Roz, Casey, and Justin continue their epic musical quest
ROLLING WITH IT Foster, Raskin, and Belisle. [Photo by Tim Siekiera]
There's no denying the work ethic of local trio the Rice Cakes, as Roz Raskin, drummer Casey Belisle, and bassist Justin Foster enjoy a breakout stretch while building a fan base via DIY tours from here to Austin. The 2012 WBRU Rock Hunt champs received about 1 trillion spins for the highly addictive "Magma" (with that follow-the-bouncing-ball hook of "Da-da, da-da, da-dum, da-dum . . .") from the 2011 EP Monster Man. The trio return with two new songs on a seven-inch platter, "Floor Boards" b/w "Halloweenie" (on vinyl, disc, or download at thericecakes.bigcartel.com). They have a busy spring and summer lined up (including studio time for a new full-length album); you can catch 'em in action next Saturday (free of charge!) at the Hope Street Spring Block Party.
It's hard not to root for my black-and-blue-haired buddy Raskin and the guys just as much as it is difficult to pin down their sound, which incorporates uber-catchy hooks with extended jams (particularly onstage) constructed around jazzy rhythms and Raskin's stellar vocals; they cite Radiohead (look up their cover of "There There") and the Mars Volta as major influences. The Rice Cakes sound better than ever on "Floor Boards." And while they've been known to play musical chairs onstage, Belisle holds his own while accompanying Raskin on vocals on both of the new tracks. Though the music is often energetic and playful, Raskin's songwriting is laced with darker themes and imagery, dating back to "We Search for Violent Hills," "The Beating," and "Like Ass" from the 2009 full-length debut The Friend Ship (which helped land Best Local Act honors in our 2010 Best Music Poll). Raskin said the band may be working with the Low Anthem's Jeff Prystowsky, Ben Knox-Miller, and the Columbus Recording Company crew later this year (TLA invited them to play the "Newport Homegrown" stage at the 2013 Newport Folk Festival); I can't wait to hear the results.
I caught up with Raskin and Belisle earlier this week via email.

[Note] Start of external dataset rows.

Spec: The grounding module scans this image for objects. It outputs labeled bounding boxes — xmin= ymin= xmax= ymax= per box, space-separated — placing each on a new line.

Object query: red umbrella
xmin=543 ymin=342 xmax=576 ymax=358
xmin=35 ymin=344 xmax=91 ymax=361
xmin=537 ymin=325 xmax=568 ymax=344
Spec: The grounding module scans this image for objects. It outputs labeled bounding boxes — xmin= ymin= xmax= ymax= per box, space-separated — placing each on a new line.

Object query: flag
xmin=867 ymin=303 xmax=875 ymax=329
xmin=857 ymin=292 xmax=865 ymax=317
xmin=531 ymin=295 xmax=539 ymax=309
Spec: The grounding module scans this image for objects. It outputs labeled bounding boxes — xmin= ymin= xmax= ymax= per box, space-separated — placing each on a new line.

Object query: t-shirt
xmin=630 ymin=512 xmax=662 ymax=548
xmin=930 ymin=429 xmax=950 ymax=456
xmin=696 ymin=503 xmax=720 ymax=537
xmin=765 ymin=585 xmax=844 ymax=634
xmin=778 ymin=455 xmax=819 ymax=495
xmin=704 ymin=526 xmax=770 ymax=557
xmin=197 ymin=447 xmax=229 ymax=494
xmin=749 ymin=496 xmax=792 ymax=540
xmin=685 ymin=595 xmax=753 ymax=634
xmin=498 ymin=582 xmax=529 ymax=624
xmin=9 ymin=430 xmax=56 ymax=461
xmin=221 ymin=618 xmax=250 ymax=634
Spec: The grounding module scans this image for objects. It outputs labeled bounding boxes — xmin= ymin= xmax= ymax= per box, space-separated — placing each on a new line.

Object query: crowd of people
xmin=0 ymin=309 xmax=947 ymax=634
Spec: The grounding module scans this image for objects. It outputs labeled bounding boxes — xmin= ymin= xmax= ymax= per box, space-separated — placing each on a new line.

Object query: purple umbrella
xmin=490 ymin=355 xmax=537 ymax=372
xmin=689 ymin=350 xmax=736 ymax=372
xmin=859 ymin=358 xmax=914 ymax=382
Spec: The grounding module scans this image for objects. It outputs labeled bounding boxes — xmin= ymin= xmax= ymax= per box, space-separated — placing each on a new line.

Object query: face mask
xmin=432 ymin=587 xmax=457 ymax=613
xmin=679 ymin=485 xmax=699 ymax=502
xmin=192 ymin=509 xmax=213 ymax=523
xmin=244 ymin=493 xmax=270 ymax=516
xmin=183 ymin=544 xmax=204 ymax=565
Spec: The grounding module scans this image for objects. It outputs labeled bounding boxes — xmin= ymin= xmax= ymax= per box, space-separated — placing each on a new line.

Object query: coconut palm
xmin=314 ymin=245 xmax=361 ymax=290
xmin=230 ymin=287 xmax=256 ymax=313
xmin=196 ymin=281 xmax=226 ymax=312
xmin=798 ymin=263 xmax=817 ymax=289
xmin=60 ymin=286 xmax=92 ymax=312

HOW WAS THE ROCK HUNT EXPERIENCE OVERALL? AND DID IT HELP GARNER EXPOSURE OUTSIDE THE REGION AS WELL? CASEY: It definitely helped with exposure in all sorts of places. On a personal note, having a song played for a full year on a station we grew up listening to is still a feeling that's hard to describe. One of my older co-workers who didn't know what band I played in came up to me and sang, "Da dum da da da dum," then said, 'I love that song, have you heard it yet on 'BRU?' and I was like, 'Whaaaaaaat? ' "
THE RICE CAKES DIY TOUR MORE THAN PROBABLY ANY OTHER BAND IN TOWN, THOUGH I IMAGINE IT GETS EASIER WHEN YOU CONTINUALLY DEVELOP RELATIONSHIPS IN VARIOUS TOWNS. ROZ: Building relationships in other towns is the only way we have thrived on the road. We have stumbled upon some of the most properly functioning DIY houses that care about touring bands and guarantee a payment so that we can get gas and food for the next day. It's not only DIY spaces but also the promoters in the cities and towns we play in that make a profit happen. We have gone back to places seven or eight times now because people genuinely give a shit about helping us.